Como decían que mis ojos blancos eran tan feos, para que no me los vieran, pedí a mis padres que me compraran anteojos muy oscuros y con ellos llegué a la escuela para ciegos en Santiago, usando una beca que me otorgó la Municipalidad. Por supuesto que en dicho establecimiento destaqué como el mejor alumno en todas las asignaturas y por lo mismo era el ejemplo para el resto de mis compañeros, lo que jamás hubiese conseguido en la escuela para niños normales. Mis padres orgullosos de mi, mostraban mis calificaciones al Alcalde y con ellas a la vista, se me prolongaba la ayuda por otro año.
Con el tiempo mi aparente ceguera era algo tan normal, que ya me fue imposible deshacerme de ella y tuve que continuar fingiéndola hasta hoy que, por culpa del maremoto, usted me ha sorprendido.
- ¿Qué vamos a hacer ahora pues, mi amigo?
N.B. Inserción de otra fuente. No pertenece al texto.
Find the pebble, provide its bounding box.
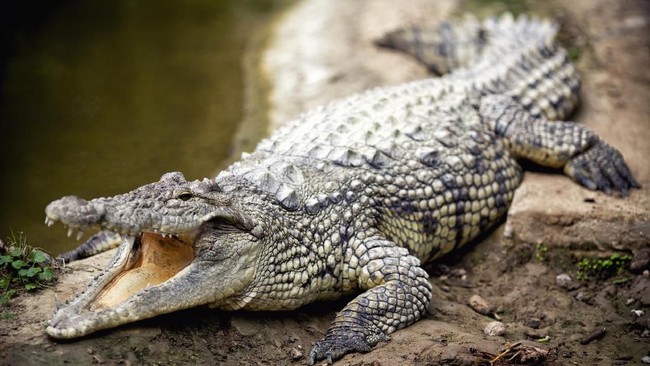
[483,321,506,337]
[291,347,305,361]
[468,295,492,315]
[630,309,645,318]
[555,273,573,290]
[526,318,542,329]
Usted no nos puede pedir que digamos que lo encontramos con los ojos blancos, cuando además de nosotros mucha gente lo debe haber visto corriendo y estrellando a medio mundo.
- Usted, mi Mayor, debe decir la verdad, es decir que quiso protegerme y cuando me traían al furgón, se dieron cuenta que yo tenía los ojos normales y veía perfectamente. Solamente le voy a pedir a usted y a mi Cabo Leiva, que no cuenten la historia de mi ceguera. Se imagina la tremenda vergüenza para mi familia si se llega a saber que hace como veinticinco años que estoy fingiendo estar ciego. Se los pido por favor de todo corazón. Ya me encargaré yo de arreglar esto de alguna forma.
- Conforme, quédese usted tranquilo, que de nosotros nadie va a saber algo. Seguro que después vamos a conocer el epílogo de su historia. Ahora que todo está volviendo a la normalidad, váyase tranquilo a su casa.
- Muy bien, mi Mayor, muchas gracias.
- Se da cuenta usted Leiva, todos los días parece que hay algo nuevo con qué sorprendernos. ¿En quién puede creerse ahora? No se trata tampoco de desconfiar de todo el mundo, pero si, de no aceptar de buenas a primeras todo lo que se nos informe. Ya ve usted, veinticinco años engañando hasta a sus padres. ¡Hay que aprender la lección!
- Es cierto, mi Mayor, por crédulo uno termina haciendo el papel de idiota.
A la semana, se comentaba en todo el pueblo, que el ciego Gaete había recuperado la vista con motivo del maremoto. Los médicos dieron como explicación que siendo su ceguera de tipo psiquiátrica, fue necesaria una presión tan fuerte como el temor a perder la vida, para que los ojos retomaran su posición normal, pudiese ver y así correr a protegerse.
Nunca…alguien se enteró de su verdadera historia…hasta hoy.